﻿---
title: Logging
description: Editorial guidelines for Kibana log messages: what to include, what to leave out, and how to phrase them.
url: https://www.elastic.co/elastic/docs-builder/docs/3663/extend/kibana/contributing/codebase/logging
products:
  - Kibana
---

# Logging
This page covers *what makes a good log message* in Kibana. For how to instantiate and call a logger from your plugin, see the [logging service tutorial](https://www.elastic.co/elastic/docs-builder/docs/3663/extend/kibana/tutorials/logging-service). For security-sensitive actions that need to be recorded separately, see [audit logging](https://www.elastic.co/elastic/docs-builder/docs/3663/extend/kibana/key-concepts/security/audit-logging).
- Do not log sensitive information (personally identifiable information, passwords, api keys, etc.), regardless of the log level. Err on the side of caution. Personally identifiable information is common in user input; for example, dashboard titles, index names and Elasticsearch `_search` queries.
- Logs should include just enough information to be actionable.
- Use the right log level. The [logging service tutorial](https://www.elastic.co/elastic/docs-builder/docs/3663/extend/kibana/tutorials/logging-service) shows each level in use; as a rule of thumb: `trace`/`debug` for developer diagnostics, `info` for noteworthy lifecycle events (sparingly — see the HTTP API [observability guidance](/elastic/docs-builder/docs/3663/extend/kibana/contributing/api-design/guidelines-for-http-api-design-in-kibana#observability)), `warn` for recoverable anomalies, `error`/`fatal` for failures that need attention.
- Use ECS format for any additional LogMeta you add to your logging statements.
- Logs are read by customers, a large number of Elastic employees, and Kibana contributors. As such, log messages should use language that is understandable to a wide audience and should avoid disclosing implementation details (unless they're at the `debug`/`trace` level).


## Structured meta and filters

Operators can configure [meta filters](https://www.elastic.co/elastic/docs-builder/docs/3663/reference/kibana/configuration-reference/logging-settings) on a logger so that records matching selected `LogMeta` fields are logged at a more verbose level than the logger's nominal level.

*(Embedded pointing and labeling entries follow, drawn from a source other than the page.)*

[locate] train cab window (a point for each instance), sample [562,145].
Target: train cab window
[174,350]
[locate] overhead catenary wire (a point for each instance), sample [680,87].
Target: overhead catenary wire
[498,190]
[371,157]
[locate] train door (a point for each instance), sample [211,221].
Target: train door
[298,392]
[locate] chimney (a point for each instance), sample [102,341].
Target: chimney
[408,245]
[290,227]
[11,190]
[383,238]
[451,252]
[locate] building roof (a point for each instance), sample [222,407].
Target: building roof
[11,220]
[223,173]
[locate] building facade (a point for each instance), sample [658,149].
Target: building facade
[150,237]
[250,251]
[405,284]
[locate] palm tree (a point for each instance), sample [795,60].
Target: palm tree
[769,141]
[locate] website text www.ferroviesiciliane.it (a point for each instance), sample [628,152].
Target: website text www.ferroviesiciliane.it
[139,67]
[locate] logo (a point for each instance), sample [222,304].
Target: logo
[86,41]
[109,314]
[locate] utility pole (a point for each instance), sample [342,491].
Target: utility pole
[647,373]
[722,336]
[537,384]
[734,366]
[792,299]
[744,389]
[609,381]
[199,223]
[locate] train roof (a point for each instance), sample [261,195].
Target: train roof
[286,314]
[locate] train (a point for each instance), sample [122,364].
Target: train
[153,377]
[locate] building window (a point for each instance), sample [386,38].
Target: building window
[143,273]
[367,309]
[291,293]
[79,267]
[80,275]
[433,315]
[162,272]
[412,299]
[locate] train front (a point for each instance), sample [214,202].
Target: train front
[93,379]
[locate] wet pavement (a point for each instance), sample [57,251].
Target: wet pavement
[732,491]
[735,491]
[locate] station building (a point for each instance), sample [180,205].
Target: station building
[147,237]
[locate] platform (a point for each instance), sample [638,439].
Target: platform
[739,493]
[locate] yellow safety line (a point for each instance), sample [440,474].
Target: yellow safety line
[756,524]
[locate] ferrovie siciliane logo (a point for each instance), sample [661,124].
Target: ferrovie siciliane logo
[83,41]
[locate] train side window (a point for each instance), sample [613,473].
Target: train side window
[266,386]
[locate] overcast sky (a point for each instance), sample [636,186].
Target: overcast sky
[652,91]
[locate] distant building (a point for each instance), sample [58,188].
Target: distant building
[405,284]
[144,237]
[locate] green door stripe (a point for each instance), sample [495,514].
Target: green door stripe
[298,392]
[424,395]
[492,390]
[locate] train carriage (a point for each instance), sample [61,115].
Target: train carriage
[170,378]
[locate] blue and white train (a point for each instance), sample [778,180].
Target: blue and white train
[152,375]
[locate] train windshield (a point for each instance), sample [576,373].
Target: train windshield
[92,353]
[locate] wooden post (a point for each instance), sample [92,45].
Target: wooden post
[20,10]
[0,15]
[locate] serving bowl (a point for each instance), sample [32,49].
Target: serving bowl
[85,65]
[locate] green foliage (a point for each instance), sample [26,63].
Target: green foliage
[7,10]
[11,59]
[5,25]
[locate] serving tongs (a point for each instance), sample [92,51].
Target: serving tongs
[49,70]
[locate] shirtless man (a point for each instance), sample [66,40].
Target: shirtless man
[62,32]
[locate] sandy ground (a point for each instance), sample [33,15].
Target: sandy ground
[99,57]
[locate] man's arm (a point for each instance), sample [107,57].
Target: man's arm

That only works if call sites pass filterable structured meta.
Recommended conventions:

| Purpose                                            | Where to put it                   | Example filter path                  |
|----------------------------------------------------|-----------------------------------|--------------------------------------|
| Stable entity IDs (rule, action, connector, space) | `labels.*`                        | `labels.ruleType`, `labels.actionId` |
| Categorical event class                            | `tags` (string array)             | not used by meta filters             |
| Message text                                       | first argument / message function | not filterable by meta               |

Do:
```typescript
logger.error(error, {
  labels: { actionId, actionTypeId, ruleId, spaceId },
  tags: ['action-run-failed'],
});
```

Avoid burying IDs only in the message string or in `tags` if operators need to filter on them:
```typescript
// Hard to filter with logging.loggers[].filters
logger.error(`Action '${actionId}' failed: ${error.message}`, {
  tags: [actionTypeId, actionId, 'action-run-failed'],
});
```

See the [logging service tutorial](/elastic/docs-builder/docs/3663/extend/kibana/tutorials/logging-service#logging-structured-meta) for a full operator-facing example.